India can expect the media's "Israel treatment"

What is the media's "Israel treatment"?  It is the imposition of a general narrative over the situation, which then mandates that all events be interpreted within its framework; all editorial decisions about what gets covered (and what does not) and how it is covered must come out of that narrative.  Matti Friedman, who was an Associated Press reporter and editor in its Jerusalem bureau from 2006-2011, has done an excellent job of describing how that narrative works to mislead populations whose misinformed actions then seem to validate this "narrative construct that is largely fiction."  How would such a narrative work to distort any actions India might take to save Hindus in Bangladesh?

The media and its slavish followers have decided that Indian Prime Minister Narendra Modi is a "bad guy" and that Bangladesh is a "moderate Muslim country,"  both of which are as far from the truth as one can get.  If PM Modi is a bad guy, so must be the overwhelming number of Indians who gave him a landslide mandate in the world's largest democratic election ever.  Moreover, I have the pleasure of knowing him and know that he is sincere in his aspirations for his nation and all of its people.  On the other hand, Bangladesh has fallen under the grip of Islamists, who now control most of its major institutions.  (Al Qaeda and ISIS have recently opened offices there.)  Another of the media's cherished myths is that the current party in power, the Awami League, is the "good party," as opposed to its major opponent, the BNP,  Like the rest of the narrative, that too does not stand up to the reality of ongoing ethnic cleansing of Hindus and others in Bangladesh with the government's tacit support.

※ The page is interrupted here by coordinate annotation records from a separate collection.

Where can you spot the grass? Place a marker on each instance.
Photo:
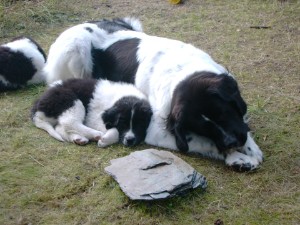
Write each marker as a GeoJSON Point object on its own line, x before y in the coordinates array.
{"type": "Point", "coordinates": [43, 181]}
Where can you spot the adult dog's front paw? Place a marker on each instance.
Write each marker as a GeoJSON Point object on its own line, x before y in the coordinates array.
{"type": "Point", "coordinates": [241, 162]}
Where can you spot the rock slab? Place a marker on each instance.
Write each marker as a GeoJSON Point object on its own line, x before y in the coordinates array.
{"type": "Point", "coordinates": [153, 174]}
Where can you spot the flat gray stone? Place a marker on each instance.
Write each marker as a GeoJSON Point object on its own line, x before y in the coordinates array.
{"type": "Point", "coordinates": [152, 174]}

Here is one example of how the narrative distorts reality to make good guys into bad and bad guys into good.  Earlier this year, I was in Assam's tribal areas and observed the cultural and ecological damage massive infiltration from Bangladesh has brought to the region.  Forests are being destroyed, poaching is bringing both the elephant and one-horned rhino to the brink of extinction; the natives' children are being sent out of the area for their safety with the parents having little hope that they will return to their tribal culture; an ancient way of life and the ecology that supports it are dying, and the people in the area are restive.  On several occasions, that restiveness has erupted into violence (I've interviewed several elderly tribal victims of the violence); and the only thing preventing another, major eruption is the people's expectation that new Indian PM will protect them.  Yet, I told tribal leaders earlier this year that if they try to expel illegal infiltrators, the media will feature "bedraggled refugees," alleged victims of "nationalists."  Moreover, no major media outlet has covered the devastation to their land and way of life--even after Bangladeshi PM Sheikh Hasina promised a continued flow of illegal aliens to Assam.

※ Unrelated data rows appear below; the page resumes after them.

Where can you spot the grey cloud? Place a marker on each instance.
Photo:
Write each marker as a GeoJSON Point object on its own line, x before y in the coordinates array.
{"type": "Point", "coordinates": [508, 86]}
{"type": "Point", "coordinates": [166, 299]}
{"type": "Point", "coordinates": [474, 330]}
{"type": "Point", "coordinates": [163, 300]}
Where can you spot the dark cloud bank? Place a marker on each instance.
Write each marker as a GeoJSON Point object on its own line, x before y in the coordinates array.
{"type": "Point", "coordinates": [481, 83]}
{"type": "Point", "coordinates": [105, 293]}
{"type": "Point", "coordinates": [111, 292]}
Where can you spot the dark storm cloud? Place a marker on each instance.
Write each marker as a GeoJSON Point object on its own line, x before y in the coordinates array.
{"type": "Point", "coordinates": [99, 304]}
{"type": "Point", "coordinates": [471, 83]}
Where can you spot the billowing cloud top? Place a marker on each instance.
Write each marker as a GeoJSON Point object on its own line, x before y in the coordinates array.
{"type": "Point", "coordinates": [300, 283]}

The media has left India with three difficult options.  It can cave into the narrative in an attempt to avoid criticism at the price of its people's safety.  It can ignore the narrative and hope that one day people will recognize the reality of the situation.  It can attempt some hybrid that probably leans toward the second option but attempts to mollify its critics. If the Israel experience is any guide, the first option is a disaster and will only invite more anti-Hindu rhetoric; and the third will prevent India from achieving the goals it wants to in order to protect its people. The second road is a tough one that brings potentially high political costs to the leader who follows it.  My own sense is that after centuries of other nations--first the mughals then the British then the West in general--treating India in a patronizing way and lecturing it on right and wrong; India is about to flex its muscles under Prime Minister Narendra Modi and take its rightful place as a world economic, cultural, and military leader.  How it handles the flood of infiltrators from Bangladesh, the Prime Minister's pre-election promise to protect neighboring Hindus from ongoing and state-supported persecution, and similar matters will test its mettle in the face of the narrative makers.